Apoptosis resistance in caspase 3– and caspase 7–deficient MEFs. (A) Caspase 3+/−/caspase 7+/−, (B) caspase 3+/−/caspase 7−/−, (C) caspase 3−/−/caspase 7+/− and (D) DKO MEFs were treated with UV irradiation at 30 J/m2, fixed after 6 hours, then stained with DAPI to visualize chromatin condensation (arrows) and nuclear fragmentation (arrowhead). Partial chromatin condensation was seen in caspase 3−/−/caspase 7+/− MEFs (asterisks). (E) Caspase 3+/−/caspase 7+/− and (F) DKO MEFs, 24 hours after UV irradiation. Light microscopy at 24 hours after UV in (G) caspase 3+/−/caspase 7+/−, (H) caspase 3+/−/caspase 7−/−, (I) caspase 3−/−/caspase 7+/− (some with partial preservation of morphology, arrows), and (J) DKO MEFs. (K) Improved survival in DKO MEFs.
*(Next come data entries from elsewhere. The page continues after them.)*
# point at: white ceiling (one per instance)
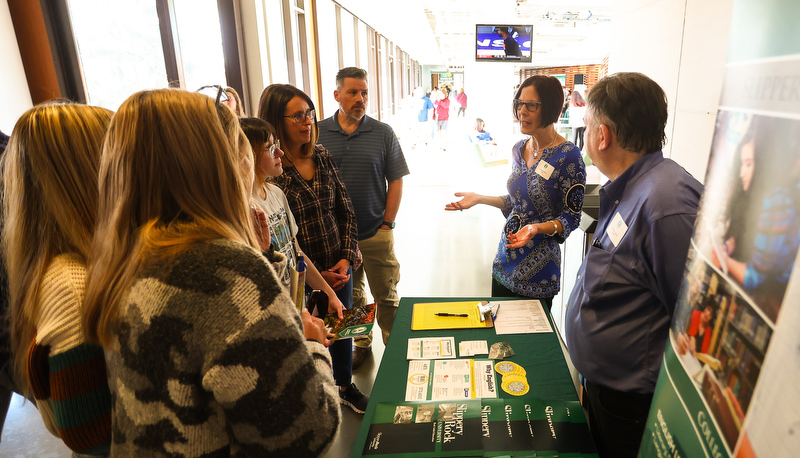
(442, 32)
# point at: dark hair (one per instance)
(634, 108)
(551, 94)
(349, 72)
(271, 107)
(257, 132)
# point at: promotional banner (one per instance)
(728, 384)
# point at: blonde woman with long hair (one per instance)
(206, 353)
(50, 209)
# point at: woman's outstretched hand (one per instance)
(521, 237)
(470, 199)
(314, 329)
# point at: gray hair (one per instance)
(349, 72)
MEFs were treated as indicated, FasL and TNF-α each supplemented with cyclohexamide (10 μg/ml). After 24 hours, survival was determined using a live/dead cytotoxicity/viability assay. Data are means ± SD from a single experiment in triplicate, representative of at least three separate experiments. P < 0.01 for pairwise comparison of differences between DKO and each of the other six genotypes. (L) DNA cleavage is associated with caspase 3 alone. Cells were treated with UV and harvested after 3 hours, then nucleosome ELISA was done to measure DNA fragmentation. Data are means ± SD from a single experiment in duplicate, representative of at least three separate experiments. (M) PARP cleavage is a function of caspase 3. Cells were treated with UV (20 J/m2) and harvested at indicated time points, then Western blots were performed on whole-cell lysates.

Consistent with this, DKO MEFs displayed increased viability after stimulation of the death-receptor pathway (Fig. 2K) as compared with that of other genotypes. Caspase 3−/−/caspase 7+/− and caspase 3+/−/caspase 7−/− cells showed an intermediate effect. Interestingly, caspase 7−/− MEFs showed a consistently greater viability than caspase 3−/− MEFs. In contrast, when we measured DNA fragmentation by nucleosome enzyme-linked immunosorbent assay (ELISA) (Fig. 2L) caspase 3−/− MEFs showed complete absence of DNA fragmentation, whereas both caspase 7−/− and caspase 3+/−/caspase 7−/− cells showed DNA fragmentation comparable to that of the wild type. Furthermore, cleavage of the caspase substrate poly(adenosine diphosphate–ribose) polymerase was entirely dependent on caspase 3 and not caspase 7 (Fig. 2M). These results show that caspases 3 and 7 have some overlapping, but also some distinct, roles in apoptosis. Caspase 3 controls DNA fragmentation and morphologic changes of apoptosis, whereas caspase 7 plays little role in these processes. In contrast, caspase 7 appears to be more important to the loss of cellular viability, although the combined role of both caspases is crucial in this area.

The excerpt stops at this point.